One of the most incredible things I have seen watching these Super 12 games is that both teams, on every occasion, have been absolutely determined to fling the ball around from hand to hand, even in appalling conditions. It is rugby played to entertain.

As an aside, I can see why Otago Highlanders' assistant coach Keith Robertson is the man Jim Telfer wants to coach the Glasgow forwards because I can tell you that some of the stuff that pack comes out with, especially at the lineout, is so far ahead of us it is frightening. Mind-boggling player movement as the ball is about to be thrown in, which is so very like the way Brive went about their business at Cardiff when they humped Leicester.

But let's get back to this whole idea of mind-boggling, running rugby. Hasn't rugby changed from the days of the 133 lineouts in one game that Murrayfield once witnessed when Wales took on Scotland?

A chap at the BBC said to me the other night that rugby is no longer for the ordinary player, in that there was always a beauty about rugby in kicking the ball to touch, wandering across for the lineout, discussing the codes, and then chucking the ball in. A maul might ensue, the ball would go to the stand-off, and then he would kick it to touch again. Beautiful.

A beauty for the players,

forwards especially, but not for spectators, of course, and no-one would expect there to be any spectators at that kind of game. But the game was for player enjoyment, it was about growing up, it was about learning about the world and its rules.

The New Zealanders were up in arms recently when one rather well-known English journalist said that the ''new'' rugby, as shown in the Super 12, was just basketball with tackles and bore no relation to real rugby as it is still practised in England. The mission statement from the SRU says quite clearly, too, that they want Scottish rugby to be of a brand so exciting that young men are filled with the desire to play the game. The Scottish game has to have movement and fluidity, they say.
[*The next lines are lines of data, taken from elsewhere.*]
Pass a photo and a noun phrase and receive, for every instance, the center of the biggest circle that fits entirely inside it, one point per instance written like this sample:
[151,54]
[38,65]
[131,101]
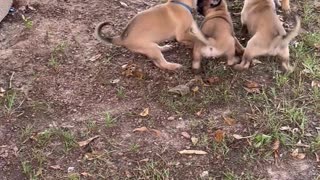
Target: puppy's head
[203,5]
But it does all beg a few questions: What, pray, is real rugby? Is it this fling the ball around stuff? How much has TV changed rugby, now that the game feels it has to sell itself? Should there almost be two types of rugby available for players, a slow game and a fast one?

The vast majority of Scottish kids playing in the freezing cold are incapable of some of the fancier tricks, just as Scottish children who play football will never really be as fluid, flexible and skilful as Italian kids given a whole host of circumstances that include diet, weather, training regimes, and those idiotic blaes pitches that must have held Scottish football back for generations.

So, is this Super 12 stuff real rugby? I have watched Lineen's tapes and I think to myself that the only Scottish team that would have any hope of beating any of them is actually Scotland itself. And then only after some hard practice.

But there is a bigger point. I would rather watch this Super 12 rugby than a repeat of the English Cup final, which was a snooze.

TV and mass audiences have changed sport for ever and we have to be on the bus or we will be left behind, and that goes for football as well as rugby. The Southern Hemisphere are ahead of us again, and I think we need a radical rethink in Scotland as to how we play the game,

especially at club and provincial level.

You can knock Super 12 rugby, it may not be for the purist, but I tell you, it is rugby of the future.